Welcome to money-issue Wednesday.
Today we’re posting an article we found on Forbes.com that addresses a big problem divorcing couples seem to have, no matter how big or small the asset. The examples given in the article happen to have assets that are worth a lot. But don’t stop reading thinking that this article doesn’t apply to you. The lessons learned apply to everyone.
How to Handle Difficult to Divide Assets
by Jeff Landers
Divorce involves the division of marital property. From the imported porcelain vase Aunt Martha gave you and your husband on your second anniversary to the vacation condo you both bought while you were in Costa Rica just last year, it all must be split according to the rules in your state.
Naturally, some items will be easier to divide than others. Maybe you’ve decided you never want to vacation in Costa Rica again, and you’d rather have a larger portion of the stock portfolio, instead (provided you understand the cost basis of each asset and what the tax implications will be upon a sale, of course). Or, perhaps your husband has absolutely no interest in your family’s heirloom china.
With a qualified divorce team you’ll be able to work through all these nitty-gritty details, and in most cases, negotiations should proceed in a productive and timely fashion (for the most part).
However, every now and then, the division of marital property can become enormously complex. Some couples jointly own “priceless” art or huge, multi-faceted entities, such as professional sports teams. For them, divorce proceedings can take years . . . and unfortunately, the process can get ugly.
Case in point: The divorce between Frank and Jamie McCourt, who co-owned the Los Angeles Dodgers –or, at least, at one point, the Courts decided they did. Read this excellent re-cap of the McCourt divorce debacle, and you’ll learn that alleged mistakes in the couple’s marital property agreement (signed during the marriage) left ownership of the Dodgers in question. Remarkably, even though it appears the original agreement was for Frank to own the baseball franchise and Jamie to own everything else, certain copies of the documents actually said otherwise. Ultimately, a California court awarded Jamie half of the Dodgers, but as is so often the case in disputes like this, that initial Court ruling was only the beginning of a long and bitter story. (See hereand here, e.g.)
In sharp contrast, the co-owners of the Philadelphia Eagles recentlyannounced they’re divorcing, but said they’re committed to a continued “team effort” both on and off the field. Likewise, it seems as though Julia Calhoun and retired Microsoft executive Christopher Larson had hoped for an amicable divorce –until emotions flared over their art collection, valued at a cool $102 million.
What lessons can be learned from these cases involving difficult-to-divide assets?
Here are the key points you need to consider:
● Your best offense is a good defense. Marital property and/or postnuptial agreements (including the establishment of trusts) signed during the marriage clarify who owns what.
Even though the thought of divorce may be the furthest thing from your mind while you are drafting an agreement, it’s essential that you consider “the possibility” of a future breakup while you are establishing the terms. Will your assets be protected from your husband (or other unanticipated recipient) if you divorce? Are the proper safeguards in place?
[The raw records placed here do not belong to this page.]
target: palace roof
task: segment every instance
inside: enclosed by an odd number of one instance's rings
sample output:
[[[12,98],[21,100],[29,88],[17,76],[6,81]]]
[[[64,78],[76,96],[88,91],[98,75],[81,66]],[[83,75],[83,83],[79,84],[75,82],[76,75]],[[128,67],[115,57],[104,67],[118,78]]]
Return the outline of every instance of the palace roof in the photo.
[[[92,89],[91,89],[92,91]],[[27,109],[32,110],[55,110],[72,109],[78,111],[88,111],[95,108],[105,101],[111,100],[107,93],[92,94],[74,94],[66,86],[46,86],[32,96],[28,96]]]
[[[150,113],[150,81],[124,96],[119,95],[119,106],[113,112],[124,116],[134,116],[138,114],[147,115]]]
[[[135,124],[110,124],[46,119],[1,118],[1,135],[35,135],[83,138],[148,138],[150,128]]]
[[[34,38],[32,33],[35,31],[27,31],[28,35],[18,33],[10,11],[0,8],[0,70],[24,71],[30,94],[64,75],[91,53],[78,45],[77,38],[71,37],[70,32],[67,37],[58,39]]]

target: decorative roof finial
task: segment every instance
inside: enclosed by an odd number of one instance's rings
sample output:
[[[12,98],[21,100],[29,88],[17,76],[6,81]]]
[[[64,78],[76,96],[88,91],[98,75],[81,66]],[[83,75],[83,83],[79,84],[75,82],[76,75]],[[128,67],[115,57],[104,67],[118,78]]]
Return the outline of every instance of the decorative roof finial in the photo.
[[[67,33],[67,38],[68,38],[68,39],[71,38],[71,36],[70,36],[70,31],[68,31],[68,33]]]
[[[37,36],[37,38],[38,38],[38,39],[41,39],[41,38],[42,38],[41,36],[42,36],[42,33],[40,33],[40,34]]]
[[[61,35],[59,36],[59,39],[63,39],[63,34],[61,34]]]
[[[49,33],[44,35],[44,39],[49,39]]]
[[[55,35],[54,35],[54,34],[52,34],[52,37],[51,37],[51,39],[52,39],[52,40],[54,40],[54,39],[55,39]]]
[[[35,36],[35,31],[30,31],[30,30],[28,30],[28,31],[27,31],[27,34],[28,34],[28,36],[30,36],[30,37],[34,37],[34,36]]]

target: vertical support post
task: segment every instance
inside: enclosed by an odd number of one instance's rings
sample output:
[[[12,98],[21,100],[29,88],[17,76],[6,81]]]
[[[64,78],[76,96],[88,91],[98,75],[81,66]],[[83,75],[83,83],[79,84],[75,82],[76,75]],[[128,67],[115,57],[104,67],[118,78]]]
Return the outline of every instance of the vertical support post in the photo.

● “Selling it all” to split the proceeds is not always a viable option.As Ms. Calhoun and Mr. Larson discovered, sometimes the tax implications and/or other associated costs of selling certain assets outweigh the benefits of liquidation. Make sure you fully understand all potential financial consequences before you agree to “sell it all.”
● Not all assets that are valued the same are actually worth the same. This point can be particularly relevant if you’re deciding whether or not you want to keep your marital residence. Here’s an example to illustrate my point:
Let’s say you’re trying to decide whether to keep a $600,000 bank account or a $600,000 house that’s completely paid off. You really love the house, and you’re leaning in that direction. Great idea? Maybe. But, you need to carefully assess how the house will impact your bottom line –both now and years down the road. Even mortgage-free home ownership involves expenses, such as real estate taxes that need to be paid every year, upkeep and maintenance, fuel costs, etc.
In addition, when you eventually sell your home you may be hit with a big capital gains tax bill. Let’s assume you bought the home for $200,000, and it’s now worth $600,000. Your capital gain is $400,000. Subtract your $250,000 capital gains exclusion as a single person, and you’ll have to pay capital gains tax on $150,000. At the current capital gains tax rate of 15 percent, that amounts to a $22,500 tax bill! (And chances are pretty good that those tax rates will increase in the near future.)
Once you complete this type of analysis, the cash may look like a much better option than the house.
● Thinking Financially, Not Emotionally® is always optimal. You may think you can’t possibly live without your beachfront getaway, that antique watch or the impressionist painting you see every evening in the dining room. But the truth is this: You can. I’m not saying you have to; I’m saying you can.
I understand that maintaining emotional distance when it comes to negotiating certain assets may not be easy. But if you can successfully do so, you’ll put yourself in a better position to strategically manage your marital property and develop a comprehensive plan for financial stability and security in the future.